According to the principle of a multichannel analyzer (MCA), each pulse amplitude in the X-ray fluorescence spectrum corresponds to a count in the energy histogram. When the pulse output of the measurement system experiences an amplitude loss during the digital processing stage, the corresponding histogram drifts to the left. When the number of pulses is sufficient, false characteristic peaks exist in the generated energy spectrum. For samples with a single component, the number of characteristic peaks of the elements in the measured full spectrum is limited. Therefore, the pulse amplitude output of the measurement system mostly fluctuates within a small range of fixed values, which determine the energy resolution of the spectrum. Quantification was performed based on the half-widths of the characteristic peaks in the spectrum. The 20 simulated pulses mentioned earlier were analyzed using traditional MCA as an example. Owing to the normalization of the input pulse amplitude in the model, the channel address range of the full spectrum was set to 01, including 1000 channel addresses. When the pulse with an amplitude of 0.6 is increased by one, the count on the channel address of 0.6 increases by one, resulting in an X-ray spectrum, as shown in Fig. 7(a).

Fig. 7
(Color online) Simulated energy spectrum (a) without the model and with a total count of 20; (b) with the model and a total count of 20; (c) without the model and with a total count of 2000; (d) with the model and a total count of 2000
pic

In this figure, the channel address range of the characteristic peak ROI is approximately 0.610–0.628 with a peak area of 19. A false peak formed by distorted pulses appeared near the 0.484th channel address on the left side of the characteristic peak, with a peak area of 1, as indicated by the green shaded area in Fig. 7(a). The CNN-LSTM model proposed in this study was added before the MCA unit to achieve an accurate estimation of the pulse parameters. A histogram of the characteristic peaks obtained using the model is shown in Fig. 7(b), with the ROI of the characteristic peaks reduced to approximately 0.600–0.609; however, the total count within this range increased to 20. Therefore, using the model to estimate the pulse amplitude not only ensures that the counting of characteristic peak areas is not lost but also eliminates false peaks caused by pulse distortion.

4.2
Experimental results
4.2.1
Analysis of generalizability experiment results

To conduct a more thorough statistical analysis of the model performance and address potential biases in the simulation dataset used for model training, a 55Fe standard source was used as a test object in the experimental testing phase to provide sufficient pulse sequences for the analysis of the experimental results. The experimental conditions were configured as listed in Table 4.

Table 4
Details of the experimental setup
Category Details
Source KYW2000A X-ray tube with Ag target
  Current: 8 μA
  Maintain voltage: 35 kV
Samples 55Fe standard source (Count rate: 7.553×103 cps)
Detector FAST SDD (123 eV FWHM Resolution @ 5.9 keV)
  Application area: high counting rate>1,000,000 CPS
  Be window (0.5 mil)
  Footprint: TO-8
  Active area: 50 mm2
Digital system ADC9235 with a resolution of 12 bits
  Sampling frequency: 20 Msps
Show more

Using the experimental platform listed in Table 4, the pulse sequence during the measurement process was saved offline to obtain the measured pulse dataset. The pulse dataset was processed according to the processing method of Dataset II to obtain a negative exponential pulse dataset with approximately 40–80 effective sampling points. After trapezoidal shaping of the pulses in this dataset, the required validation dataset was obtained, which was defined as Dataset III, and used to validate the trained model and demonstrate its generalizability. Dataset III contained 5000 pulses with an amplitude range of approximately 20–2000 mv. Each pulse contained 256 sampling points and one amplitude parameter.

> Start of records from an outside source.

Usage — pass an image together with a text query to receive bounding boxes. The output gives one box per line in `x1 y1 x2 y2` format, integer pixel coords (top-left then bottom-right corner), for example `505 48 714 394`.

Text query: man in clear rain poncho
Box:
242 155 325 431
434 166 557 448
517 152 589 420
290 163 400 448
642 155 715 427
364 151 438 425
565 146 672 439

The proposed model was compared with other state-of-the-art models to perform pulse height estimation tasks on simulated and measured datasets. The results are shown in Table 5. The selected control model includes both lightweight single models such as LeNet and composite models such as CNN-LSTM, which have been demonstrated to be effective for pulse estimation [30]. The comparison results in Table 5 further demonstrate that because the measured pulse contains more uncertainty than the simulated pulse, the validation loss of each model on the measured pulse dataset increases compared to the simulated dataset. However, UNet-LSTM still performed better than the other models on different datasets, demonstrating good robustness and generalizability.

Table 5
Comparison of different models
Model Dataset II (Simulated) Dataset III (Measured)
  Train loss Validation loss Validation loss Numbers of parameters
LeNet5 138.69 40.29 86.18 0.13M
CNN-LSTM 242.33 28.72 68.76 1.10M
LSTM 160.82 69.30 96.11 1.97M
UNet 96.50 18.84 26.54 2.11M
UNet-LSTM 74.23 10.11 23.14 3.29M
Show more

It is worth noting that although UNet-LSTM achieved better performance on two different datasets, its parameter count was also much larger than that of the other models. Models like LeNet with small parameter numbers and short computation times, can also perform well in most simple tasks after training. Therefore, in application scenarios that require small, lightweight models, UNet-LSTM is not the best choice. This composite model with many parameters and complex calculations is more suitable for more complex time-series analyses, such as the nuclear pulse height estimation and fluorescence spectroscopy analysis tasks in this study.

4.2.2
Analysis of spectral experiment results

The commonly used techniques for optimizing fluorescence spectra can be divided into two categories from the perspective of processing objects, as shown in Table 6.

Table 6
Techniques for optimizing fluorescence spectra
Ttechnique type Object Example
Category I Nuclear pulse Digital trapezoidal shaping
Category II Fluorescence spectra Spectra smooth
Show more

Category I is for nuclear pulses with the main purpose of obtaining more reliable pulse heights. Category II is for the spectrum itself, of which the most representative and widely used is spectral smoothing. In the simulation research section, a comparison was made between the performance of the traditional digital trapezoidal shaping method and the classical neural network model in pulse height estimation tasks, all of which belong to Category I spectral processing techniques.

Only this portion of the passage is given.